JNTUA M.Tech R25 Artificial Intelligence and Machine Learning Course Structure & Syllabus
The JNTUA M.Tech R25 Artificial Intelligence and Machine Learning (AI & ML) program is designed to provide advanced knowledge in intelligent systems, data-driven technologies, and modern machine learning techniques. The curriculum is structured to build strong theoretical foundations along with practical implementation skills required in AI-based industries and research domains.
In the first year, students are introduced to core subjects such as Artificial Intelligence and Intelligent Systems, Statistical Foundations for AI/ML, and key programming and data analysis concepts. These subjects help students understand problem-solving techniques, intelligent agents, search strategies, and probabilistic reasoning. Along with theory, laboratory courses focus on programming skills, AI tool usage, and model development.
Students also choose professional electives like Natural Language Processing, Data Analytics, Generative AI, Deep Learning, and Reinforcement Learning, which allow them to specialize in emerging technologies. These electives ensure exposure to industry-relevant areas such as big data processing, predictive modeling, and cognitive computing.
In the second semester of the first year, advanced subjects include Neural Networks and Deep Learning and Predictive Analytics, which strengthen understanding of modern AI architectures and real-world prediction systems. Lab sessions are designed to provide hands-on experience in building neural models and data-driven applications.

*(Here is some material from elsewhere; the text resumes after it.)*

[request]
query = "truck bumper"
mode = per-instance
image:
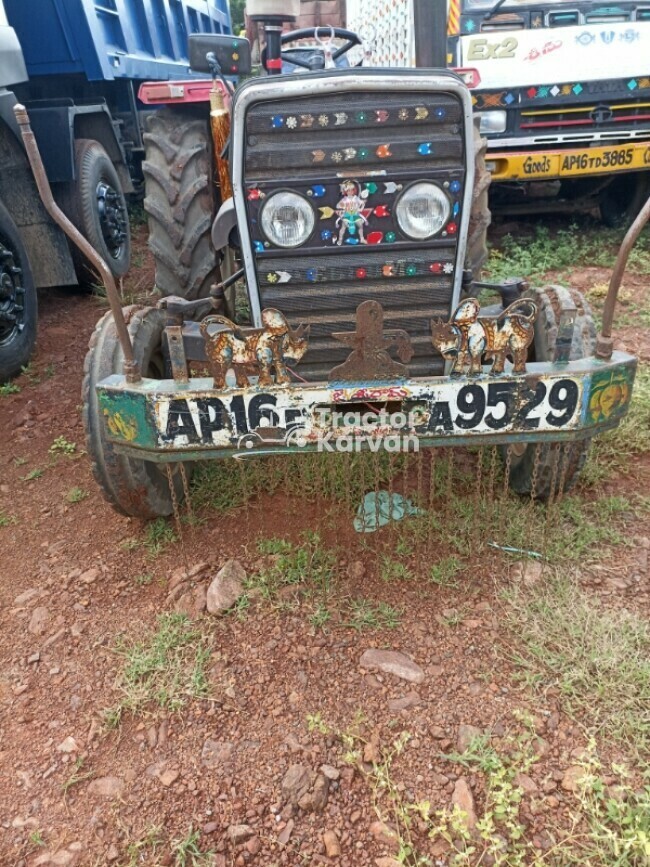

In the second year, the curriculum shifts towards advanced electives such as Computer Vision, Robotics, Social Media Mining, and Quantum Computing, along with open electives from other domains. A major part of the final year is dedicated to dissertation and research work, where students work on real-time AI projects under faculty guidance.
Overall, the JNTUA R25 AI & ML syllabus emphasizes a balanced mix of theory, practical labs, research exposure, and industry-oriented electives, preparing students for careers in machine learning engineering, data science, AI research, and software development in intelligent systems.